On this training/dev set the results are:
. training data amount: 2.9B (2933179059) words
. vocabulary size: 862368, (see baseline-lms/arpalm.{katz,kn}.sorted.gz)
. dev set OoV ratio: 0.14%, no_oov_words/no_predicted_words=336/239648;
. dev set perplexity, hit ratios
. [email protected] n-grams: PPL=84, (100%, 99%, 92%, 81%, 71%) 1, ..., 5-gram hit ratios
. Katz@15M n-grams: PPL=131, (100%, 92%, 55%, 15%, 2%) 1, ..., 5-gram hit ratios
. test set OoV ratio: 0.15%, no_oov_words/no_predicted_words=330/215666;
. test set perplexity, hit ratios
. [email protected] n-grams: PPL=486, (100%, 98%, 84%, 58%, 33%) 1, ..., 5-gram hit ratios
. Katz@15M n-grams: PPL=118, (100%, 93%, 57%, 16%, 2%) 1, ..., 5-gram hit ratios
To get a better picture for what is going on, I unleashed MapReduce on it, and computed a few stats.
Here is what I found out:
1. a lot of the data at training-monolingual.tokenized/news.20??.en.shuffled.tokenized consists of duplicate sentences. To give you some numbers: out of 112905708 sentences, 30467544 have count higher than one; these are not short sentences, in fact most of the dups are long sentences according to the following histogram:
Histogram of sentence lengths with duplicates from one Reduce shard (about 1M sentences)
histogram[1]=3
histogram[2]=201
histogram[3]=567
histogram[4]=1097
histogram[5]=1991
histogram[6]=2953
histogram[7]=4127
histogram[8]=5010
histogram[9]=5988
histogram[10]=6569
histogram[11]=7205
histogram[12]=7787
histogram[13]=8404
histogram[14]=8691
histogram[15]=9065
histogram[16]=9729
histogram[17]=9924
histogram[18]=9934
histogram[19]=10314
histogram[20]=10599
histogram[>20]=183636
2. After removing the duplicates (we thus keep unique sentences) and thoroughly shuffling the data, the total number of words in the data drops from 2.9B to 0.8B (829250940 including sentence boundary markers).

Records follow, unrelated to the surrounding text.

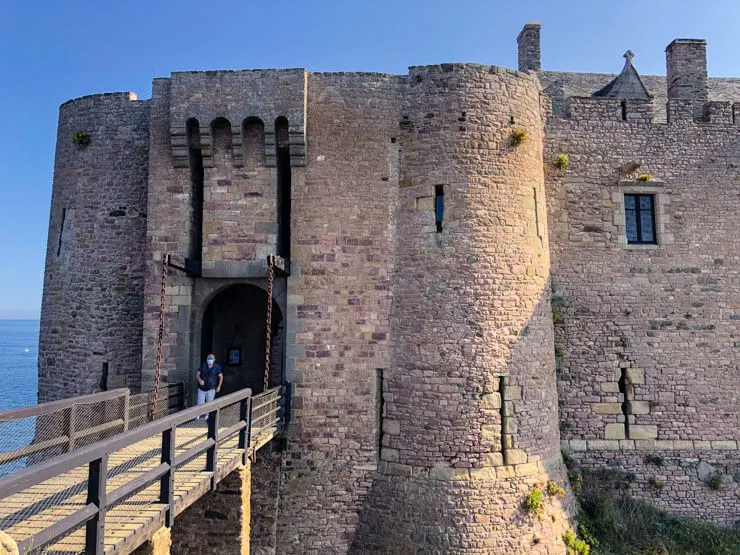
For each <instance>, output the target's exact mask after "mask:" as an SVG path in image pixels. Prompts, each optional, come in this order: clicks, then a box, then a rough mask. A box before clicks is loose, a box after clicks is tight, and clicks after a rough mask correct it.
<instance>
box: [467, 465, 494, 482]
mask: <svg viewBox="0 0 740 555" xmlns="http://www.w3.org/2000/svg"><path fill="white" fill-rule="evenodd" d="M470 479H471V480H481V481H490V482H492V481H495V480H496V469H495V468H490V467H488V468H485V467H484V468H474V469H470Z"/></svg>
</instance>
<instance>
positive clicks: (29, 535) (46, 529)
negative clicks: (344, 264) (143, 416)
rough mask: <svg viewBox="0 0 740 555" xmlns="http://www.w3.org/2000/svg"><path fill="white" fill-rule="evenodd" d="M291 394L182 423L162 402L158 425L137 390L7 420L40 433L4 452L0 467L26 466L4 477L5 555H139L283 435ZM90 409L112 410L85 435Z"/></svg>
mask: <svg viewBox="0 0 740 555" xmlns="http://www.w3.org/2000/svg"><path fill="white" fill-rule="evenodd" d="M282 391H283V390H282V388H280V387H278V388H274V389H271V390H268V391H266V392H264V393H262V394H260V395H257V396H254V397H253V396H252V394H251V390H249V389H243V390H241V391H237V392H235V393H232V394H230V395H226V396H224V397H221V398H218V399H216V400H215V401H213V402H210V403H207V404H206V405H203V406H199V407H192V408H188V409H185V410H180V411H177V412H174V413H173V414H167V413H168V412H170V411H171V410H172V406H171V403H169V402H168V403H162V405H161V407H162V408H161V409H160V411H158V414H157V415H155V417H157V419H155V420H153V421H151V422H146V420H147V418H146V417H144V418H143V419H142V414H145V413H144V412H143V410H146V406H147V404H146V403H142V402H141V399H139V401H137V402H138V404H137V402H134V403H132V398H131V397H133V396H131V397H130V396H129V395H128V390H117V391H115V392H105V393H101V394H96V395H97V396H96V395H91V396H85V397H80V398H75V399H70V400H64V401H57V402H55V403H46V404H42V405H35V406H33V407H25V408H22V409H15V410H12V411H7V412H5V413H0V422H9V421H13V420H17V419H20V418H29V417H35V428H36V433H35V438H34V441H32V442H31V443H30V445H28V446H24V447H21V448H17V449H14V450H11V451H9V452H5V453H0V464H3V463H5V464H6V465H7V464H8V463H10V462H12V461H19V460H23V461H24V464H25V465H26V468H23V469H19V470H17V471H15V472H13V473H11V474H7V475H5V476H3V477H0V530H2V534H0V554H2V553H31V552H34V553H37V552H40V553H55V554H60V555H61V554H71V553H90V554H102V553H116V554H124V555H125V554H128V553H131V552H132V551H134V550H135V549H137V548H138V547H139V546H140V545H142V544H143V543H144V542H146V541H147V540H151V539H152V537H153V536H154V535H155V533H156V532H157V531H158V530H160V529H162V528H163V527H171V526H172V524H173V522H174V519H175V517H177V515H179V514H180V513H182V511H184V510H185V509H186V508H187V507H189V506H190V505H192V504H193V503H194V502H195V501H196V500H197V499H199V498H200V497H201V496H203V495H204V494H205V493H207V492H209V491H212V490H215V488H216V485H217V484H218V482H219V481H221V480H222V479H223V478H224V477H225V476H227V475H228V474H230V473H231V472H233V471H234V470H236V469H237V468H240V467H244V465H248V457H250V456H251V455H252V454H253V453H254V452H255V451H256V450H257V449H259V448H260V447H262V446H264V445H265V444H266V443H267V442H269V441H270V440H271V439H272V438H274V437H275V436H276V435H277V434H278V433H279V432H280V429H281V427H282V406H283V402H284V395H283V394H282ZM144 395H146V394H144ZM155 395H160V393H159V392H157V393H155ZM165 398H169V397H168V396H165ZM81 406H96V407H104V408H102V409H101V408H97V409H93V410H92V411H89V412H90V415H89V417H90V418H92V416H93V415H94V416H95V418H96V419H95V420H89V421H88V424H87V425H82V426H81V425H80V418H79V411H80V408H79V407H81ZM112 407H118V408H116V409H113V408H112ZM142 407H143V410H142ZM206 415H207V416H206ZM137 425H138V427H137ZM42 430H52V432H50V433H49V432H47V433H46V434H43V433H40V432H41V431H42ZM0 432H1V429H0ZM101 432H107V434H108V437H105V438H104V439H100V440H99V441H94V442H92V443H89V444H87V445H85V444H84V440H85V438H90V437H93V438H95V439H97V436H96V434H100V433H101ZM55 450H56V451H55ZM48 453H52V455H53V456H48V455H47V456H44V455H45V454H48ZM57 453H58V454H57ZM247 510H248V507H247Z"/></svg>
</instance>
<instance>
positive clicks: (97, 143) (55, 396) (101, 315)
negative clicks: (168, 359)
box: [39, 93, 149, 402]
mask: <svg viewBox="0 0 740 555" xmlns="http://www.w3.org/2000/svg"><path fill="white" fill-rule="evenodd" d="M148 149H149V102H148V101H136V95H135V94H133V93H113V94H100V95H92V96H85V97H82V98H78V99H75V100H70V101H68V102H66V103H64V104H62V106H61V107H60V111H59V127H58V131H57V149H56V159H55V166H54V185H53V190H52V201H51V214H50V218H49V233H48V245H47V251H46V271H45V274H44V294H43V301H42V306H41V333H40V338H39V401H40V402H44V401H50V400H54V399H58V398H62V397H70V396H73V395H81V394H85V393H91V392H95V391H100V390H103V389H112V388H114V387H132V388H134V389H136V388H138V387H139V384H140V379H141V378H140V373H141V337H142V316H143V283H144V282H143V276H144V248H145V243H146V200H147V176H148V159H149V155H148Z"/></svg>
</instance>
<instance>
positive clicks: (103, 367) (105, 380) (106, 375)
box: [100, 362, 108, 391]
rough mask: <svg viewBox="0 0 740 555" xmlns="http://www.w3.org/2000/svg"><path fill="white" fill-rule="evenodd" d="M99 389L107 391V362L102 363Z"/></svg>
mask: <svg viewBox="0 0 740 555" xmlns="http://www.w3.org/2000/svg"><path fill="white" fill-rule="evenodd" d="M100 390H101V391H108V363H107V362H104V363H103V372H102V376H101V378H100Z"/></svg>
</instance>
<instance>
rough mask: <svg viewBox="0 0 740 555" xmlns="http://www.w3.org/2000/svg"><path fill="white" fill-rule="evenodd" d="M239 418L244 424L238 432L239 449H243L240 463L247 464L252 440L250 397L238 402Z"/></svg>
mask: <svg viewBox="0 0 740 555" xmlns="http://www.w3.org/2000/svg"><path fill="white" fill-rule="evenodd" d="M239 420H240V421H242V422H244V423H245V424H246V426H245V427H244V429H242V430H241V431H240V432H239V449H244V452H243V453H242V464H247V460H248V459H249V444H250V443H251V441H252V434H251V431H252V430H251V428H252V397H251V396H250V397H247V398H246V399H243V400H242V402H241V403H240V404H239Z"/></svg>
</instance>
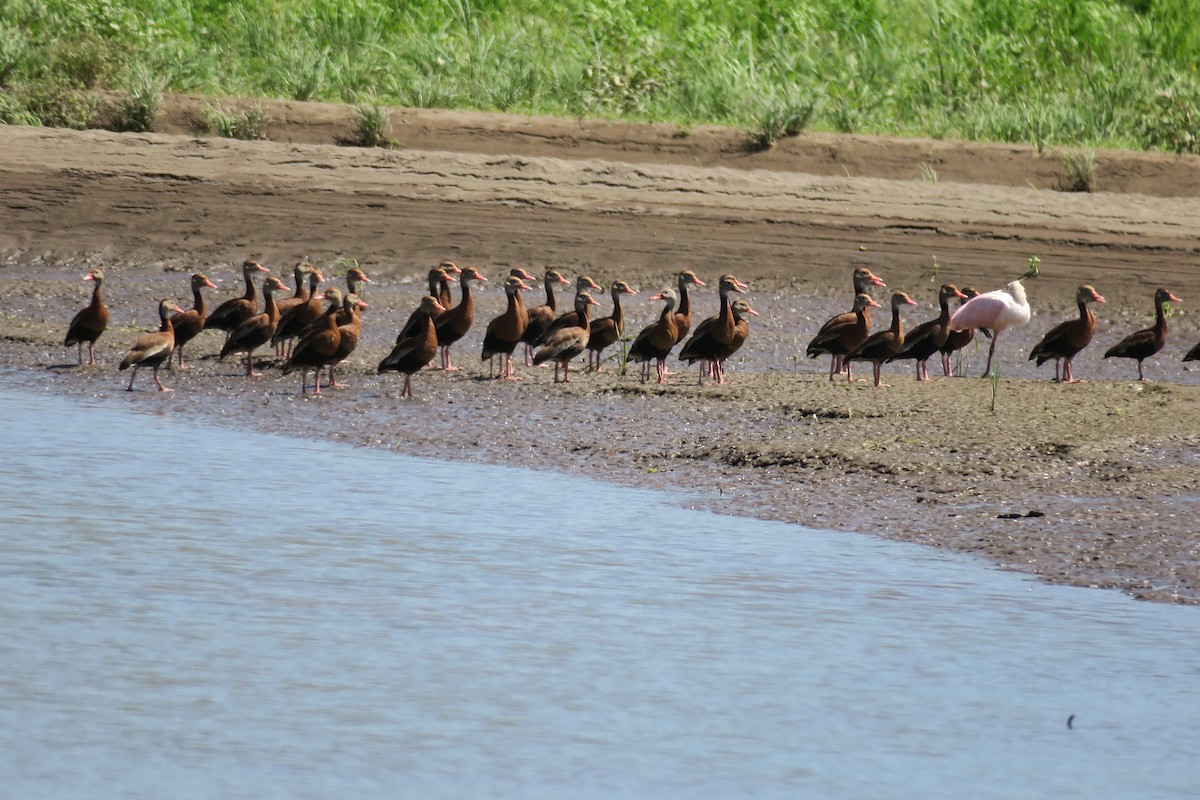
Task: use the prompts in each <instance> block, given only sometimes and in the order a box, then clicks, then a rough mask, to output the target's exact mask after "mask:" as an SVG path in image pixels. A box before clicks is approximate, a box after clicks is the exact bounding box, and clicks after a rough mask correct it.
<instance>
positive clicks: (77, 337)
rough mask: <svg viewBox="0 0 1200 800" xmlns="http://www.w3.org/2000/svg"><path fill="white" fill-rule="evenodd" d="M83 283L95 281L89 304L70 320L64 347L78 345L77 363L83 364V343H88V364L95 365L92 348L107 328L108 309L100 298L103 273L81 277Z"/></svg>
mask: <svg viewBox="0 0 1200 800" xmlns="http://www.w3.org/2000/svg"><path fill="white" fill-rule="evenodd" d="M83 279H84V281H95V283H96V285H94V287H92V289H91V302H90V303H88V305H86V306H85V307H84V308H82V309H80V311H79V313H77V314H76V315H74V317H73V318H72V319H71V324H70V325H68V326H67V336H66V339H64V342H62V344H64V347H71V345H72V344H76V345H78V356H79V363H83V343H84V342H86V343H88V363H90V365H94V363H96V354H95V353H94V350H92V347H94V345H95V344H96V339H98V338H100V335H101V333H103V332H104V329H106V327H108V307H106V306H104V300H103V299H102V297H101V296H100V287H101V284H103V283H104V271H103V270H100V269H96V270H91V271H90V272H88V275H85V276H83Z"/></svg>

3. As a final step, Tony Robinson tried reproducing the corpus generation from scratch, and failed due to mismatches between his Perl version and ours, as well as irreproduceable use of the random number generator used for shuffling the data.
The final solution shuffles and sorts the raw data published at statmt.org, partitions it in training/held-out data sets, and then pre-processes it.
README.corpus_generation_checkpoints lists the md5sum checksums for all the generated files, and the versions of Perl, sort and tar used for producing it.